Kuba und antik? Der erste Gedanke bei dieser Verbindung dürfte antiken amerikanischen Straßenkreuzer aus den 50er Jahren gelten, die wohl immer noch die Straßen Havannas befahren. Ein Blick in den Neuen Pauly belehrt immerhin darüber, daß im 19. Jahrhundert eine anspruchsvolle Lateinprüfung zu absolvieren hatte, wer zum zweiten Zyklus des kubanischen Bildungssystem Zugang suchte. Die Lektüre der klassischen römischen Autoren war Pflicht. Im Kielwasser einer solchen Ausrichtung dürften auch Antiken ihren Weg in die Privatsammlungen wohlhabender Kubaner gefunden haben.
Wie ich darauf komme?

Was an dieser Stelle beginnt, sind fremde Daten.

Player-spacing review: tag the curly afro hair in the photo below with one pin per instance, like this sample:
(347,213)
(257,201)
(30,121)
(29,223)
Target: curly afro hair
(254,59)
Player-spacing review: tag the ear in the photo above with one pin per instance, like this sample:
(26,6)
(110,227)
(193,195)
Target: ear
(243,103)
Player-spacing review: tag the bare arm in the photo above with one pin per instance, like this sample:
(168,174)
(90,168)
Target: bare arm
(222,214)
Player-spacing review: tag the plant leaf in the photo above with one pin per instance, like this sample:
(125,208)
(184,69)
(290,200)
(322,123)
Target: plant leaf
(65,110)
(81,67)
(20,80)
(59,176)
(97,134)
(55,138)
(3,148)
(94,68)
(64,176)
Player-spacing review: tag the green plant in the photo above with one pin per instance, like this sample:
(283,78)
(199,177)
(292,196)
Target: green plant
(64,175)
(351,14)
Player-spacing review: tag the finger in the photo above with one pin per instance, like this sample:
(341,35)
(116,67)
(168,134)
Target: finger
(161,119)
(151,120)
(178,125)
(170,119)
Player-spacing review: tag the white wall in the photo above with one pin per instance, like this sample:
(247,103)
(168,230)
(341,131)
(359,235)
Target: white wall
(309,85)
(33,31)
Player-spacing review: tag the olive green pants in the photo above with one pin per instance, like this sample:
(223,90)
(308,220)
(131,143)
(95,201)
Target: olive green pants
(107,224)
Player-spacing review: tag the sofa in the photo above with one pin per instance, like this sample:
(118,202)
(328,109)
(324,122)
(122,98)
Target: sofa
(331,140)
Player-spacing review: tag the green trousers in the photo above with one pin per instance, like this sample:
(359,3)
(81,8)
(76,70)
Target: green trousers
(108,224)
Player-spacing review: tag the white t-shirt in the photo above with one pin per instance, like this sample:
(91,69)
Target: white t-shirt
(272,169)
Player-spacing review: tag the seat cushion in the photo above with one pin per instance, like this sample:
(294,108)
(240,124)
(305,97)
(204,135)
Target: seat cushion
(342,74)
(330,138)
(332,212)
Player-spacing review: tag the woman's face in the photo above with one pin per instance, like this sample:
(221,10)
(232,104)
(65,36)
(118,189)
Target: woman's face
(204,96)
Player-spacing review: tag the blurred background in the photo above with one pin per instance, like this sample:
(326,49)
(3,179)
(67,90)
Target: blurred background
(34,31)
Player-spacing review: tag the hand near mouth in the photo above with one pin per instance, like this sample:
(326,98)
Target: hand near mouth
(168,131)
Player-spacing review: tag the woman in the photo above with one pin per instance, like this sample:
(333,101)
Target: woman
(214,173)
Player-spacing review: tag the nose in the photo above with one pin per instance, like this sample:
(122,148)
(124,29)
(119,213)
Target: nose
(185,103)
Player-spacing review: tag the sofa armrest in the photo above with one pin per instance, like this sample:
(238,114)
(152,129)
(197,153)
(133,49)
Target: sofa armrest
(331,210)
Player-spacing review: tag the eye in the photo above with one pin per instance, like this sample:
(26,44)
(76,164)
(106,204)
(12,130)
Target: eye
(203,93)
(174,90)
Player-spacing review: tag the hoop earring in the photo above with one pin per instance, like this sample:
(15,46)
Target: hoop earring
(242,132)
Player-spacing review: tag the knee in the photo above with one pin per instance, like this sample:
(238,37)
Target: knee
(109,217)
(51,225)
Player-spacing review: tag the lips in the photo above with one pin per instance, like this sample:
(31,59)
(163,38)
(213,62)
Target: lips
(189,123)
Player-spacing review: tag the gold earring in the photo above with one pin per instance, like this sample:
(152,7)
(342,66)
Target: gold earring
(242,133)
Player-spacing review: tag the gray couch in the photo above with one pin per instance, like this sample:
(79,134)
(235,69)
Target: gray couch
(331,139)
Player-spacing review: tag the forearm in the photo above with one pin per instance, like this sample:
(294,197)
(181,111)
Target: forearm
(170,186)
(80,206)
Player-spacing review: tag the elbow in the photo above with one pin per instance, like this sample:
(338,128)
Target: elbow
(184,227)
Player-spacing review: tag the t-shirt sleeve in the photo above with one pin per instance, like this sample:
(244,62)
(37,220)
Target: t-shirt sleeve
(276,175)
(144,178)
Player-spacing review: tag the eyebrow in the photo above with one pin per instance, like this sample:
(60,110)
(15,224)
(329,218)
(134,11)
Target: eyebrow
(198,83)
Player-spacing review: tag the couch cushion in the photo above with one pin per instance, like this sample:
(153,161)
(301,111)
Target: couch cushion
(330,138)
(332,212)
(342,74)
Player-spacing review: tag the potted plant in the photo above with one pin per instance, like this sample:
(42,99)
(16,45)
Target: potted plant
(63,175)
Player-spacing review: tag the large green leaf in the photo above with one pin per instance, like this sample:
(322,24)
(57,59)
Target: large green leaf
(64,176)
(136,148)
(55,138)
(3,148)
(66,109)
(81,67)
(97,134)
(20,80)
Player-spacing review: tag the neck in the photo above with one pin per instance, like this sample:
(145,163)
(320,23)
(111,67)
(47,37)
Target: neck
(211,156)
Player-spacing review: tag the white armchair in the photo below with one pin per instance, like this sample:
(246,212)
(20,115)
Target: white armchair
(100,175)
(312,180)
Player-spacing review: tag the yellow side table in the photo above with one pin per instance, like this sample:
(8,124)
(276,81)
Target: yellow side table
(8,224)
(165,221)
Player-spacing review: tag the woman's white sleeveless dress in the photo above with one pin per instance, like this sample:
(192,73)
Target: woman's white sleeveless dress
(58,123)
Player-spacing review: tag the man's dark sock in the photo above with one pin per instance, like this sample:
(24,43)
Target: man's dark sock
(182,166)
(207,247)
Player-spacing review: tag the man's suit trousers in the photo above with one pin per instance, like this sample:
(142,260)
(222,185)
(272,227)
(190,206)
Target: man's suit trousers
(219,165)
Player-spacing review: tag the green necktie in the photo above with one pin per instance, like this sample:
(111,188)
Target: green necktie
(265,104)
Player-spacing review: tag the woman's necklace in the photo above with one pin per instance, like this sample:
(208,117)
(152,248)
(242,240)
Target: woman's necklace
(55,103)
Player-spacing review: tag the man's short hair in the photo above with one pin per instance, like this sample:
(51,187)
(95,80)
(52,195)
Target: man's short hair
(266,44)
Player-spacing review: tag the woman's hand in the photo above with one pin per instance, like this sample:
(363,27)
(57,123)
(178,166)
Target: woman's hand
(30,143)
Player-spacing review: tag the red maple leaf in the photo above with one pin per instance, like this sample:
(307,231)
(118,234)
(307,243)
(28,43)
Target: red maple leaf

Nun, Mary Beard kam reisend nach Kuba und dort aus dem Staunen nicht mehr heraus. „I never expected to see so much classical tradition, and classics around the place.“ An einer Hauptstraße Havannas steht eine klassizistische Tempelphantasie im Kolonialstil aus dem Jahr 1828. Das Kapitol verweist auf das in Washington verweist auf das Pantheon in Rom; Nachbildungen der Athena Parthenos stehen dort und in der Universität.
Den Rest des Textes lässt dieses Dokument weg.